La guerre en Ukraine est sans doute l’évènement déstabilisateur le plus important en 2022. Elle exacerbe les tensions inflationnistes déjà visibles au sortir de la pandémie. Les risques de fort ralentissement économique, voire de récession, sont élevés et ne sont reflétés ni dans les consensus des analystes financiers ni dans les valorisations des marchés d’actions, en-dehors de quelques secteurs très cycliques déjà fortement impactés par les arbitrages sectoriels dans les portefeuilles des investisseurs. A part en Chine (volonté politique de soutenir la croissance avant le XXème Congrès), le resserrement des conditions financières s’observe partout, ce qui, dans un monde endetté, ne peut que conduire à un freinage prononcé de l’économie. Les banques centrales sont prises à leur propre piège après des années de déversement de liquidités pour répondre à la multiplication des crises (éclatement de la bulle internet de 2000, crise immobilière des subprimes de 2008, crise des dettes souveraines de la zone euro de 2010-2011, crise de la Covid-19 de 2020).
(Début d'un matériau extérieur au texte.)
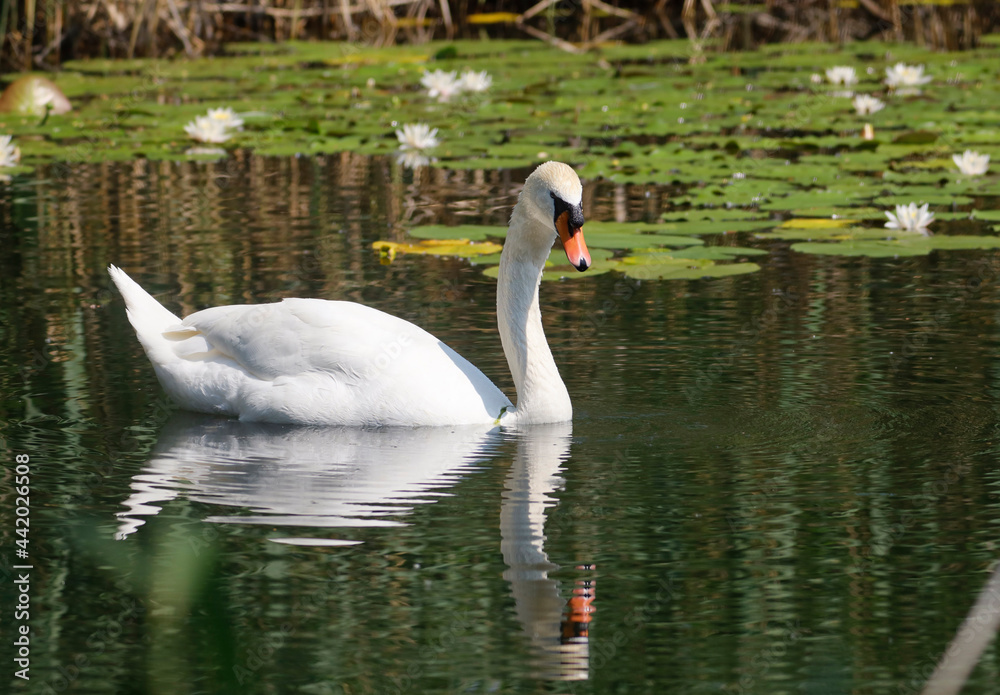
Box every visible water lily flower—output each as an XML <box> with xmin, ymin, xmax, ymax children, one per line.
<box><xmin>208</xmin><ymin>106</ymin><xmax>243</xmax><ymax>130</ymax></box>
<box><xmin>458</xmin><ymin>70</ymin><xmax>493</xmax><ymax>92</ymax></box>
<box><xmin>826</xmin><ymin>65</ymin><xmax>858</xmax><ymax>87</ymax></box>
<box><xmin>885</xmin><ymin>203</ymin><xmax>934</xmax><ymax>234</ymax></box>
<box><xmin>851</xmin><ymin>94</ymin><xmax>885</xmax><ymax>116</ymax></box>
<box><xmin>396</xmin><ymin>123</ymin><xmax>440</xmax><ymax>150</ymax></box>
<box><xmin>420</xmin><ymin>70</ymin><xmax>462</xmax><ymax>101</ymax></box>
<box><xmin>184</xmin><ymin>116</ymin><xmax>232</xmax><ymax>142</ymax></box>
<box><xmin>885</xmin><ymin>63</ymin><xmax>934</xmax><ymax>91</ymax></box>
<box><xmin>0</xmin><ymin>135</ymin><xmax>21</xmax><ymax>167</ymax></box>
<box><xmin>951</xmin><ymin>150</ymin><xmax>990</xmax><ymax>176</ymax></box>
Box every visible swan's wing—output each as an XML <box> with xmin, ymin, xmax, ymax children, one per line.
<box><xmin>173</xmin><ymin>299</ymin><xmax>430</xmax><ymax>381</ymax></box>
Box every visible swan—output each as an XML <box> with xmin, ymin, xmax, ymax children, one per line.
<box><xmin>108</xmin><ymin>162</ymin><xmax>591</xmax><ymax>427</ymax></box>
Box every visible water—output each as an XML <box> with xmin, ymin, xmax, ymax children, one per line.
<box><xmin>0</xmin><ymin>154</ymin><xmax>1000</xmax><ymax>694</ymax></box>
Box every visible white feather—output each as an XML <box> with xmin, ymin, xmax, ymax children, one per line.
<box><xmin>108</xmin><ymin>162</ymin><xmax>581</xmax><ymax>426</ymax></box>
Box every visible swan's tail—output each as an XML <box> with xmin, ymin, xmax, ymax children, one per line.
<box><xmin>108</xmin><ymin>265</ymin><xmax>181</xmax><ymax>350</ymax></box>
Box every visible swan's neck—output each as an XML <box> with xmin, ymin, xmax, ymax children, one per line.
<box><xmin>497</xmin><ymin>206</ymin><xmax>573</xmax><ymax>424</ymax></box>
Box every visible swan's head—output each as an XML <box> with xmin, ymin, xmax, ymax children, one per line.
<box><xmin>518</xmin><ymin>162</ymin><xmax>591</xmax><ymax>271</ymax></box>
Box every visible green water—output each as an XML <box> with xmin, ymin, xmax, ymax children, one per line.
<box><xmin>0</xmin><ymin>154</ymin><xmax>1000</xmax><ymax>694</ymax></box>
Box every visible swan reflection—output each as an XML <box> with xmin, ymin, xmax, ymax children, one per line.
<box><xmin>117</xmin><ymin>413</ymin><xmax>501</xmax><ymax>545</ymax></box>
<box><xmin>500</xmin><ymin>422</ymin><xmax>594</xmax><ymax>680</ymax></box>
<box><xmin>117</xmin><ymin>413</ymin><xmax>593</xmax><ymax>680</ymax></box>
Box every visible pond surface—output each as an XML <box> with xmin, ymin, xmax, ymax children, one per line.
<box><xmin>0</xmin><ymin>151</ymin><xmax>1000</xmax><ymax>694</ymax></box>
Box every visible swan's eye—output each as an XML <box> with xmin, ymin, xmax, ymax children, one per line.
<box><xmin>549</xmin><ymin>193</ymin><xmax>584</xmax><ymax>234</ymax></box>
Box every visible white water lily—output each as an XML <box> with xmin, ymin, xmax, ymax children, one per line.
<box><xmin>396</xmin><ymin>123</ymin><xmax>440</xmax><ymax>150</ymax></box>
<box><xmin>0</xmin><ymin>135</ymin><xmax>21</xmax><ymax>167</ymax></box>
<box><xmin>885</xmin><ymin>63</ymin><xmax>934</xmax><ymax>90</ymax></box>
<box><xmin>184</xmin><ymin>116</ymin><xmax>232</xmax><ymax>142</ymax></box>
<box><xmin>208</xmin><ymin>106</ymin><xmax>243</xmax><ymax>130</ymax></box>
<box><xmin>420</xmin><ymin>70</ymin><xmax>462</xmax><ymax>101</ymax></box>
<box><xmin>851</xmin><ymin>94</ymin><xmax>885</xmax><ymax>116</ymax></box>
<box><xmin>458</xmin><ymin>70</ymin><xmax>493</xmax><ymax>92</ymax></box>
<box><xmin>826</xmin><ymin>65</ymin><xmax>858</xmax><ymax>87</ymax></box>
<box><xmin>885</xmin><ymin>203</ymin><xmax>934</xmax><ymax>234</ymax></box>
<box><xmin>951</xmin><ymin>150</ymin><xmax>990</xmax><ymax>176</ymax></box>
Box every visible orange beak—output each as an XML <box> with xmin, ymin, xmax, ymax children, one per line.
<box><xmin>556</xmin><ymin>212</ymin><xmax>593</xmax><ymax>272</ymax></box>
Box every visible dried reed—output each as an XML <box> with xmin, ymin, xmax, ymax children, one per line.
<box><xmin>0</xmin><ymin>0</ymin><xmax>1000</xmax><ymax>71</ymax></box>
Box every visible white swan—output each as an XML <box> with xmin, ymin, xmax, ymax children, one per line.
<box><xmin>108</xmin><ymin>162</ymin><xmax>590</xmax><ymax>426</ymax></box>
Les marchés financiers subissent la fin du déni des autorités monétaires qui reconnaissent enfin que leurs politiques de taux d’intérêt nuls et d’assouplissement quantitatif ont pu aussi aboutir à des effets négatifs (bulles d’actifs, aggravation des inégalités de patrimoine, dérapages budgétaires, risques d’emballement des anticipations d’inflation). La fin de ce que les économistes appellent la dominance fiscale (politique monétaire subordonnée à la politique budgétaire) pour assurer la solvabilité d’États prodigues et favoriser ainsi l’emploi et la croissance ne permet plus d’espérer de nouveaux programmes de relance budgétaire aussi massifs que ceux vus durant la pandémie. Soutiens monétaires et budgétaires sont bien derrière nous.

La période qui s’ouvre marque sans doute le retour de la gestion active des portefeuilles, car les investisseurs, qui se sont longtemps détournés du sujet de la valorisation des actifs financiers, se contentant souvent d’acheter les grands indices américains, font face aujourd’hui aux risques d’une hausse des taux réels et d’une contraction des marges bénéficiaires des entreprises. Nous ne pouvons dès-lors que recommander la plus élémentaire prudence.